Miller and other Catholic scientists say that even though they believe we were created by a creator, they are not creationists - a term they reserve for the official Intelligent Design movement and biblical literalism.

Others aren't so sure.

"I think that [Pope] Benedict was trying to find, like so many other religious people, a middle ground between creationism and evolution," said Scott Gilbert, a biologist at Swarthmore College.

"And, like so many others, he does it by proposing a divinely ordained evolutionary process, at least as far as the mind is concerned." Gilbert, who has studied comparative religion, has gone to the Vatican to take part in scientific advisory panels on stem cells and evolution.

Many biologists are not religious, and few see any evidence that the human mind is any less a product of evolution than anything else, said Chicago's Coyne. Other animals have traits that set them apart, he said. A skunk has a special ability to squirt a caustic-smelling chemical from its anal glands.

Our special thing, in contrast, is intelligence, he said, and it came about through the same mechanism as the skunk's odoriferous defense.

The other problem with the pope's words is that there really is randomness inherent in the natural world, said Drexel University physicist Leonard Finegold, who teaches a course in science and religion.

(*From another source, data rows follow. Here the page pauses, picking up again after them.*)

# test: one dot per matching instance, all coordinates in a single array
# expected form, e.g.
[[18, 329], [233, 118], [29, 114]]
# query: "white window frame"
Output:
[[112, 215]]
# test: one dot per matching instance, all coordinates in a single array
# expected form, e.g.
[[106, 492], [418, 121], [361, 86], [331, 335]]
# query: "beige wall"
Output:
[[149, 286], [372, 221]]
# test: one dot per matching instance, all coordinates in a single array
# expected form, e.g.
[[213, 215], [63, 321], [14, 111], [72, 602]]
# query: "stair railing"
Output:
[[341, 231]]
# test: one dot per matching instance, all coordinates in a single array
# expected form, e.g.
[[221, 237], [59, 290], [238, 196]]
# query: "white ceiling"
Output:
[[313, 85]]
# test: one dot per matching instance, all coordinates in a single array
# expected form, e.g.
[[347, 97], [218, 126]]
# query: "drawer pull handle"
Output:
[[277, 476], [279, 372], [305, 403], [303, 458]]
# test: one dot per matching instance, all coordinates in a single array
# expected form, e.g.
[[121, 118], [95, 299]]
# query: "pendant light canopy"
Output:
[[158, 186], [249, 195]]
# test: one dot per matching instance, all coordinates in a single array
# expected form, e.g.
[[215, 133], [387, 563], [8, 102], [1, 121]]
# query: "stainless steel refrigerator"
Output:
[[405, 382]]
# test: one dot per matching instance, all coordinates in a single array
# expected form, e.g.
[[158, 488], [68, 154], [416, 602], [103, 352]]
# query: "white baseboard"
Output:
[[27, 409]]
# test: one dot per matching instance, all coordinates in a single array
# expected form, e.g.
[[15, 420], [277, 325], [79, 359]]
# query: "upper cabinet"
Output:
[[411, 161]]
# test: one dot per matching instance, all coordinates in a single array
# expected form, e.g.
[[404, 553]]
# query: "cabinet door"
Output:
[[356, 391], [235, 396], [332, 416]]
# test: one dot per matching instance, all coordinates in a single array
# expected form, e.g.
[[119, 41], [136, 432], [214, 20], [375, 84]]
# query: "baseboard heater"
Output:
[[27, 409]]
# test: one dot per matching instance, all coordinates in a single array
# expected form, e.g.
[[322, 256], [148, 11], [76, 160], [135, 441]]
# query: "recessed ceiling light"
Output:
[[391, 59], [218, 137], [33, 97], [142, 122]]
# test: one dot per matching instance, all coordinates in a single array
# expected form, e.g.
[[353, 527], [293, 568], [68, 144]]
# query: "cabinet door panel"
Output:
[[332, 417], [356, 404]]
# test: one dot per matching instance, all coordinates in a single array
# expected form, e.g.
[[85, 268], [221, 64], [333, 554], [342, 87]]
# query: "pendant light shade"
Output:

And that is hard to square with a universe moving along some divinely directed course.

Such a universe might leave room for a view called Deism, he said, where God set up the laws of physics and some starting conditions and then took early retirement.

Catholic scientists say they are not Deists. "God is always present, not only as a creator but also a sustainer," said Harvard biologist Martin Nowak, who is Catholic.

Physicist Stephen Barr of the University of Delaware says it is possible to believe simultaneously in a world that is shaped by chance and one following a divine plan. "God is in charge and there's a lot of accident," said Barr, also a Catholic. "It's all part of a plan. . . . God may have known where every molecule was going to move."

There are quite a few molecules to keep track of, though he is God, after all.

This brings up some thorny issues with disease, natural disasters, and other sources of suffering. As one of Woody Allen's characters put it, if God is in charge, it's a wonder everyone doesn't file a class-action lawsuit.